The social costs are extraordinary. In a column last year, I shared some of the terrible consequences. A Maryland study found that 19.8 percent of sports bettors in the state engaged in “disordered gambling,” with an additional 31 percent of gamblers deemed at risk. That means half of all sports gamblers were either problem bettors or at risk of becoming problem bettors.
Other studies found that people with gambling addictions had the highest rate of suicide compared with people with other addictions; another study found a “substantial increase in average bankruptcy rates, debt sent to collections, use of debt consolidation loans, and auto loan delinquencies” in states after they legalized online sports betting.
And it only got worse from there, with gambling infiltrating college and professional sports, and expanding to include “prop” betting on anything from whether the next pitch would be a ball or strike, or whether war would break out in Iran. The disastrous social impact on society, young men in particular, cannot be understated. So if something has a terrible impact (and it does), it shouldn’t be permitted, right?
Put another way, at the precise time when young men and boys struggle the most with sensation-seeking and impulse control, our culture and economy has handed them a device that can function as a porn theater and a casino at the same time.
As I argued at the University of Chicago, the combination of pornography and gambling does far, far more damage to young men than any ideological debate over “toxic masculinity.”
David goes on to compare the ease with which young men indulge in the vices of gambling and porn to the difficulties of getting into college and the burdens of occupational licensure. Again, it’s hard to argue that college isn’t outrageously expensive or that occupational licensing requirements aren’t often Draconian. They are. But even if they weren’t, would that change anything about the facility with which young people can access gambling and porn? Sadly, it would not. They are neither equivalences nor mutually exclusive.

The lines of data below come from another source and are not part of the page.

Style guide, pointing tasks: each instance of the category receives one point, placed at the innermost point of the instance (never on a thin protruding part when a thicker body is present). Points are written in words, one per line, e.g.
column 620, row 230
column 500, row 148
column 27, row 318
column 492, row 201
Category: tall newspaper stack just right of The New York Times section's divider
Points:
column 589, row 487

David then invokes one of my favorite concepts.
During my debate with Governor Christie, I discussed the concept of Chesterton’s Fence. The concept comes from G.K. Chesterton, the renowned Christian writer. Imagine that you come across a fence or a gate that’s blocking your path. Annoyed, you start to knock it down.

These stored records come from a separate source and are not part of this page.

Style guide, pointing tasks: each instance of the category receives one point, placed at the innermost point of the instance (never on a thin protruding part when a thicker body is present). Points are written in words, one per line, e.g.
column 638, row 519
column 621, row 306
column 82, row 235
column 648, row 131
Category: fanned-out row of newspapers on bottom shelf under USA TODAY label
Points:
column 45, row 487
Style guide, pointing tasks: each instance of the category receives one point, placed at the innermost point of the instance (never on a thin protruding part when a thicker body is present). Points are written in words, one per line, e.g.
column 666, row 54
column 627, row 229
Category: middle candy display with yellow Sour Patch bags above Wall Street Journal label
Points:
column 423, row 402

But before you knock down the fence, Chesterton argues, you need to know why the fence exists. Sure, it may need to be destroyed, but be careful before you do so. A simple way of stating the concept is that you must understand why a rule exists before you destroy the rule.
We’ve torn down the fence around gambling and porn, which has made society far worse off. But the same argument works in reverse. That gambling and porn, vices both, are available doesn’t mean anyone need indulge in them. We are free to do so or not. Not everyone who has a sip of the demon liquor gets drunk or becomes an alcoholic.
But if we decide to use the law to prohibit conduct that can characterized as a vice, be abused by some, we invite a nanny state to tell us what is vice or virtue, what we are free to choose and what we can’t do because the state deems it bad for us. Sugary drinks? Bad. Supersized kid’s meals. Bad. Smoking? Very bad. Cars that have the ability to drive above the speed limit? Inexplicably bad. Using words that hurt other people’s feelz? Not good at all. The list goes on for a very long time.
It’s not that gambling and porn aren’t very real problems, and regulating them so that children can’t indulge in them is different than prohibiting them altogether, though it’s damn near impossible to effectively accomplish that in the age of the interwebz, but that the state deciding for us, and then prohibiting us, from making free choices to indulge or not, to indulge to excess or not, to make poor choices or not, lacks any limiting principle.
Society can, and should, frown upon poor and societally damaging choices because they lead to toxic outcomes, but either we have the freedom to be wrong or the government has the authority to control us. Be very careful before you take down that Chesterton’s Fence.